The Long Night (1947)

By Alexander Inglis
Henry Fonda, star of The Long Night

Henry Fonda

Noir Restored:
A Rediscovered American Classic

The Long Night (1947)
Studio: RKO • 97 min B&W • AR 1.33:1 • US: 28 May 1947
Re-release: Kino Video (Sep 2006)
Series: Film Noir: The Dark Side of Hollywood (5-DVD)
Starring: Henry Fonda, Barbara Bel Geddes, Vincent Price, Ann Dvorak
Dir: Anatole Litvak

The Long Night qualifies as a genuine film noir: the anti-hero (Fonda), a recently returned serviceman from WWII, shoots and kills a travelling magician (Price) in the opening scene. In a series of moody flashbacks, intertwined with the events of the next few hours spent trapped and pinned down by the police on the top floor of a walk-up hotel, we learn of his love of the good innocent young woman (Geddes, in her debut role) and somewhat less innocent, but also good, sometime Price side-kick showgirl (Dvorak).

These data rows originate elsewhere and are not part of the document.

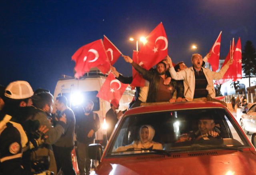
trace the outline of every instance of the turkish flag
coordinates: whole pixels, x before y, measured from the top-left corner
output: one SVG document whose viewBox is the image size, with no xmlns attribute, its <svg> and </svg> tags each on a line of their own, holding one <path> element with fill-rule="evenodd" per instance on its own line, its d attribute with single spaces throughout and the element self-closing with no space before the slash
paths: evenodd
<svg viewBox="0 0 256 175">
<path fill-rule="evenodd" d="M 117 61 L 122 53 L 105 35 L 103 39 L 103 44 L 110 64 L 113 65 Z"/>
<path fill-rule="evenodd" d="M 132 60 L 134 63 L 136 63 L 143 68 L 145 68 L 142 62 L 141 62 L 138 56 L 138 52 L 133 51 L 132 54 Z M 132 87 L 145 86 L 145 79 L 134 68 L 132 67 L 132 82 L 131 84 Z"/>
<path fill-rule="evenodd" d="M 72 60 L 76 62 L 75 76 L 78 78 L 90 71 L 91 68 L 102 65 L 106 66 L 108 63 L 110 68 L 106 69 L 110 69 L 110 64 L 102 39 L 79 48 L 72 56 Z M 106 73 L 106 69 L 98 68 L 102 73 Z"/>
<path fill-rule="evenodd" d="M 216 71 L 219 68 L 219 60 L 220 59 L 220 39 L 221 33 L 220 32 L 219 36 L 211 48 L 209 53 L 211 53 L 211 57 L 208 59 L 208 62 L 212 66 L 212 71 Z"/>
<path fill-rule="evenodd" d="M 233 64 L 236 68 L 236 77 L 234 76 L 233 81 L 236 81 L 237 79 L 242 78 L 242 47 L 241 45 L 241 40 L 239 38 L 236 45 L 236 49 L 234 53 L 233 59 Z"/>
<path fill-rule="evenodd" d="M 119 100 L 128 84 L 124 84 L 116 79 L 113 74 L 110 74 L 105 81 L 97 97 L 112 103 L 117 107 Z"/>
<path fill-rule="evenodd" d="M 146 39 L 146 43 L 142 45 L 138 56 L 149 70 L 168 54 L 168 41 L 162 22 Z"/>
<path fill-rule="evenodd" d="M 227 55 L 227 56 L 226 57 L 226 59 L 224 61 L 224 63 L 223 63 L 222 68 L 227 63 L 230 58 L 232 58 L 232 56 L 233 55 L 234 53 L 234 51 L 236 49 L 235 48 L 236 48 L 236 47 L 234 47 L 234 40 L 232 42 L 232 46 L 230 46 L 229 52 L 228 52 L 228 55 Z M 234 61 L 235 60 L 234 60 L 233 64 L 229 66 L 227 72 L 226 72 L 224 74 L 222 78 L 216 81 L 214 83 L 214 84 L 222 84 L 232 79 L 233 80 L 234 79 L 236 79 L 236 77 L 237 76 L 237 66 L 236 64 L 235 63 Z"/>
</svg>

Dimitri Tiomkin provides a capably taut, thematic score (Beethoven deserves a co-authorship); Tiomkin was a leading star composer at the time notable for several Capra films; he eventually won 3 Oscars out of 16 nominations.

Sol Polito is among the classic brooding cinematographers although his career stretched back to 1914. From I was a Fugutive in a Chain Gang, ‘G’ Men and The Petrified Forest in the 1930s through A Stolen Life, Cloak and Dagger and Sorry, Wrong Number in the 1940s, he delivers the goods in this film with a slightly dream-like stylized “Anytown, USA” and memorable shots of Fonda in the mirror and looking through a window.

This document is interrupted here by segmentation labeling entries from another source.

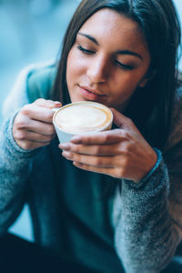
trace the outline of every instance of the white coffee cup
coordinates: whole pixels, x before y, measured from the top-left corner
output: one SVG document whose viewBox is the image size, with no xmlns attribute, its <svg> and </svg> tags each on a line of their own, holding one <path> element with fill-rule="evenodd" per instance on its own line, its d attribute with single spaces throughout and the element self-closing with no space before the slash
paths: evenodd
<svg viewBox="0 0 182 273">
<path fill-rule="evenodd" d="M 65 143 L 76 135 L 110 130 L 113 114 L 108 107 L 99 103 L 75 102 L 56 109 L 53 124 L 59 142 Z"/>
</svg>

John Wexley, a name you probably don’t know, wrote the screenplay but was black-listed shortly after the film’s release. He was an admitted member of the Communist Party, spoke German, and collaborated with Bertolt Brecht in Fritz Lang’s Hangmen Also Die (also included in this set).

Fonda was also already a major star having made You Only Live Once, Jezebel, The Grapes of Wrath, The Ox-Bow Incident and My Darling Clementine. Wearing a recession-style cap and confused pout in the present, and good guy enthusiasm in the flashbacks, Fonda draws us in with his basic core values even though we are introduced to him as a murderer.

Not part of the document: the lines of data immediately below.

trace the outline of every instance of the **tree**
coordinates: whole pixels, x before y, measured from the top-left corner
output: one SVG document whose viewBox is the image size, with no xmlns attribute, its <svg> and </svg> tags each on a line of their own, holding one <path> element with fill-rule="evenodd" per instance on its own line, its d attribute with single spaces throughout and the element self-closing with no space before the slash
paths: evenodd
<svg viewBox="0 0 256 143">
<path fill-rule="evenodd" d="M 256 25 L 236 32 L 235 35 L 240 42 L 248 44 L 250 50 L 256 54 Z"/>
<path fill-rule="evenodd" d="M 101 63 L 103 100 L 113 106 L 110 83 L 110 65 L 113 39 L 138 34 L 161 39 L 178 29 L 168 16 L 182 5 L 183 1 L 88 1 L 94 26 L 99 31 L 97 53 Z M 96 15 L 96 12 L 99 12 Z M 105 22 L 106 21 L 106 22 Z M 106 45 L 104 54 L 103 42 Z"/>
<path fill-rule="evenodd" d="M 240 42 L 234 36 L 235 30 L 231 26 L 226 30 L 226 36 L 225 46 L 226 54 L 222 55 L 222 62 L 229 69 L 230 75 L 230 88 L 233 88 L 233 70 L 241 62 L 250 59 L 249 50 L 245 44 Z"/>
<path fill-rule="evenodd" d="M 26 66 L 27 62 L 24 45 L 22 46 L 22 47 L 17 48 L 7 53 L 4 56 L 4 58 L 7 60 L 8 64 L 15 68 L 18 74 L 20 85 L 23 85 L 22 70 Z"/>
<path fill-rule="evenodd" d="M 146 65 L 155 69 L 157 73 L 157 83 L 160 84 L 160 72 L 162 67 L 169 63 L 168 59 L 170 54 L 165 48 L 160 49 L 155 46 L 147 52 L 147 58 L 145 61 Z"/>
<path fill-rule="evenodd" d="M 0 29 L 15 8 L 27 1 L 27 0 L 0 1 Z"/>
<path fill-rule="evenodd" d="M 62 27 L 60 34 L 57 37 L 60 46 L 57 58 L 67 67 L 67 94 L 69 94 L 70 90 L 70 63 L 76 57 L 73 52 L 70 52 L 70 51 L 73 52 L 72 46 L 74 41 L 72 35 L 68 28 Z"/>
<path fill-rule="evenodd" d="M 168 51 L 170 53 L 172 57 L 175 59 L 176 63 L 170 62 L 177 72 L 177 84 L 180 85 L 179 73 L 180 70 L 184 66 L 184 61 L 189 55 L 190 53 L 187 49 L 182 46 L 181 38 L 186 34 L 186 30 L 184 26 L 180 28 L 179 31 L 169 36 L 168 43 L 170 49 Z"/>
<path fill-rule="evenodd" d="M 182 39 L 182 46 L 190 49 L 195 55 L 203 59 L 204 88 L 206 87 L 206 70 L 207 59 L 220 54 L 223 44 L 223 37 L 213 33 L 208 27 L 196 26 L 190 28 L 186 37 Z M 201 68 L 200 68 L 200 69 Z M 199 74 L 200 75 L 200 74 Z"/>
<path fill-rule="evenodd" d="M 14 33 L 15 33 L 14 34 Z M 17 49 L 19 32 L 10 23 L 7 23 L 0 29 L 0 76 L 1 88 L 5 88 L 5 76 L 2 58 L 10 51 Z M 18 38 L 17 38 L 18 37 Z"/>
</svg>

Price does his smarmy evil snake-oil salesman as magician Maximillian, a stronger and more dangerous baddy than Shelby Carpenter in Laura; he has to be since he’s shot and killed in the opening sequence. In a sly reference to his sexuality, in one confrontational scene, Price and Fonda are in a bar verbally sparring over their interest in Bel Geddes; Fonda is handed a manly beer, and Price a girly drink by a sarcastic waitress.

The film is actually a “re-make” of great French director Marcel Carné’s Le jour se lève (Just Before The Dawn) and the DVD extras demonstrate some of the slavish reincarnations. The disk also features an interesting behind-the-scenes illustrated essay. Remastered from the 35mm nitrate negative, it looks gorgeous throughout, save for brief sections, most notably the final couple of minutes, where the original negs must have been lost.

Recommended viewing for noir aficionados as well as lovers of American film of the period.